Saturday, May 25, 2013
By Leslie Bridgers firstname.lastname@example.org
SOMEWHERE ABOVE GORHAM -- Despite all the talking that Shawn Moody had to do while he ran for governor two years ago, he doesn't recall his penchant for flying ever coming up in conversation.
Shawn Moody flies an experimental aircraft over Gorham on Friday, May 18, 2012. Moody and his friend John Pompeo have been flying the experimental aircraft for 20 years. Moody is looking to move the grass landing strip behind his Gorham home in order to gain a longer runway.
Gregory Rec/Staff Photographer:
"Nobody asked, and I didn't offer it," Moody said into a headset over the rumble of the two-seat Flightstar experimental aircraft he was piloting about 1,500 feet over his hometown.

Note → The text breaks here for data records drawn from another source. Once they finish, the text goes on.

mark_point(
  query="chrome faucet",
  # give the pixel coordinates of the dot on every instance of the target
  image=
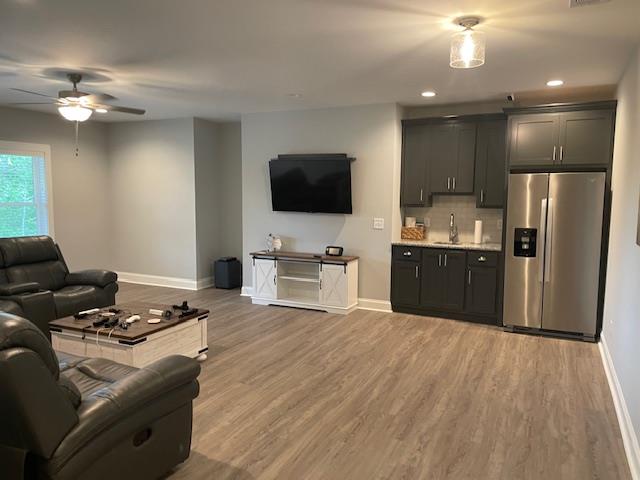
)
(453, 230)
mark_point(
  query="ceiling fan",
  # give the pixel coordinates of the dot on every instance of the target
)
(78, 106)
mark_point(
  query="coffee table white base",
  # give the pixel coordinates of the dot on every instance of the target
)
(188, 338)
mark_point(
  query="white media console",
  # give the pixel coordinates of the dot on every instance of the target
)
(304, 280)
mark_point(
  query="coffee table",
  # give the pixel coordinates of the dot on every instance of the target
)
(141, 344)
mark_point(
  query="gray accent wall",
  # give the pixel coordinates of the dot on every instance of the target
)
(218, 191)
(81, 206)
(621, 325)
(153, 220)
(368, 133)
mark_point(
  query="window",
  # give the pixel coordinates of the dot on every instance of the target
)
(25, 207)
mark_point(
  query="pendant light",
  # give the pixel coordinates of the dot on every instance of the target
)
(467, 46)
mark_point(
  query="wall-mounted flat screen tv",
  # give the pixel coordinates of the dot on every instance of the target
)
(311, 183)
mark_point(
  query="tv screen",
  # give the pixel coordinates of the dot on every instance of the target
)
(311, 183)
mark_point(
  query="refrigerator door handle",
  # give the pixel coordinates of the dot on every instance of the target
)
(548, 244)
(543, 237)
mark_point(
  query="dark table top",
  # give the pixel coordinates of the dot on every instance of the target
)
(137, 330)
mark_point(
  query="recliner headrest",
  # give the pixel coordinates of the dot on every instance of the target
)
(18, 332)
(23, 250)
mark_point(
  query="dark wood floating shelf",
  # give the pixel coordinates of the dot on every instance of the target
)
(304, 257)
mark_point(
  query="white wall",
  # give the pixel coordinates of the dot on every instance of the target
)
(80, 184)
(622, 299)
(152, 178)
(368, 133)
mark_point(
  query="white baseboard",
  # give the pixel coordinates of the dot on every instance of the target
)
(629, 436)
(363, 303)
(159, 281)
(372, 304)
(203, 283)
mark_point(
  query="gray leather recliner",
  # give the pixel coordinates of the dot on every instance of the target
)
(73, 418)
(35, 282)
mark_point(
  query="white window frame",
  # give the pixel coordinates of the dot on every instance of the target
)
(36, 150)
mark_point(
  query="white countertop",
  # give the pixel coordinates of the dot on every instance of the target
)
(493, 247)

It's no secret around Gorham that Moody, founder and president of Moody's Collision Centers, and a group of his buddies get up in the air whenever they can. Neighbors out on their lawns wave when they see the small planes passing, and some even keep landing strips on their property for the pilots to use.

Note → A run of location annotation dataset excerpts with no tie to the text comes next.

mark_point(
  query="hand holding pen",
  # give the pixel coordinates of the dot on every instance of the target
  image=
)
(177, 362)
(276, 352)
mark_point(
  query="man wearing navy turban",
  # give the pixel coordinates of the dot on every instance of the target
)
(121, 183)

"Landing and taking off is the most exciting part," said Moody, explaining why the pilots like having various runways where they can practice.
He has one on his property on Elkins Road, but after a look at it, he said, "you're going to question my intelligence."

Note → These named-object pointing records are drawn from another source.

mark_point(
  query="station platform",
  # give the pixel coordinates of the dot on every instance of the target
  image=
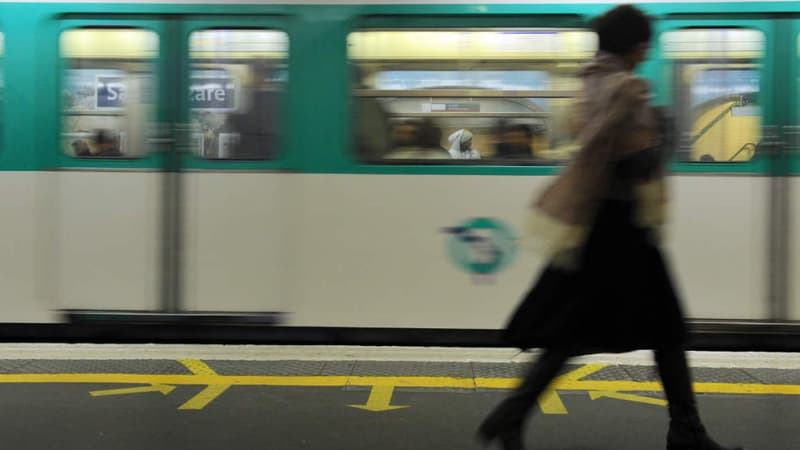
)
(120, 397)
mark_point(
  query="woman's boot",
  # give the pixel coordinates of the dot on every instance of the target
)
(686, 431)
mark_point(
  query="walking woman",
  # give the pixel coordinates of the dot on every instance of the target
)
(606, 288)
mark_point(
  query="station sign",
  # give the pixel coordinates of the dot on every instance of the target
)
(206, 93)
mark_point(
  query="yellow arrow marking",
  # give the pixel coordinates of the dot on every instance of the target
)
(550, 402)
(379, 399)
(207, 395)
(594, 395)
(163, 388)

The landing strip leads directly toward his house.
Moody recently got approval from the Federal Aviation Administration -- a process that took about a year -- to build a longer runway off to the side of the house. It will be one of about 150 private landing strips that criss-cross Maine, according to the FAA.
Like a couple of other local men, Moody, 52, and his friend John Pompeo, 43, got into the sport after seeing another friend's father, Steve Berry, flying ultralight aircraft around town.
"I was the instigator," said Berry, 68, who took up flying about 40 years ago after seeing a television program about a 70-year-old pilot.
Twenty-three years ago, Berry suffered serious injuries in a crash, and his nephew, who was with him, decided to give up flying.
Moody bought his ultralight.
Pieces of material cut from T-shirts bear Moody's and Pompeo's names and a date -- Aug. 27, 1989.
The material is from the shirts they wore that day, when each pilot made his first solo flight. The mementos hang, framed, in a hangar at Pompeo's house in Buxton, where they keep the two planes they share.
In addition to the Flightstar, they fly a two-seat SeaRey, known as an amphibious plane because it can land on water.
Experimental aircraft are a step up from ultralights, many of which don't require a license to fly. Moody and Pompeo got their pilots' licenses in the '90s after taking lessons at the airport in Biddeford. That was around the same time they got the two planes they fly now.
Both planes weigh about 450 pounds and have weight limits of about 900 pounds. They're about 20 feet long with 32-foot wingspans. Their engines, the 114-horsepower Rotax 914, can also by found in drones used by the military, Moody said.
Moody, who ran as an independent in Maine's 2010 gubernatorial race, said flying is a great sport for people who are self-employed, as he and Pompeo are. Pompeo owns Pompeo Sand and Gravel. Because they make their own hours, they can take advantage of good flying weather whenever it comes.
Plus, it's a good way for the businessmen to unwind.
"You're so focused on flying, you kind of forget about everything else," Moody said. "For me, it's relaxing."
It's also Moody's favorite way to see the state. Passing over Gorham on a sunny morning this month, he flew over his flagship body shop, with what looked like toy cars arranged in perfect lines.
He passed by his house, and his wife, Christina, waved from the yard.
Looking out across a sea of green trees toward the ocean, he pointed out National Semiconductor in South Portland and the smokestack of the Sappi paper mill in Westbrook.
"Isn't that something? This is southern Maine right here," he said.
What strikes Moody most about the view is how much of the area is still undeveloped - something one might not think, driving on its busy roads.
"Everything looks so different from the air. That's the biggest thing," Moody said. "You really see it for what it is."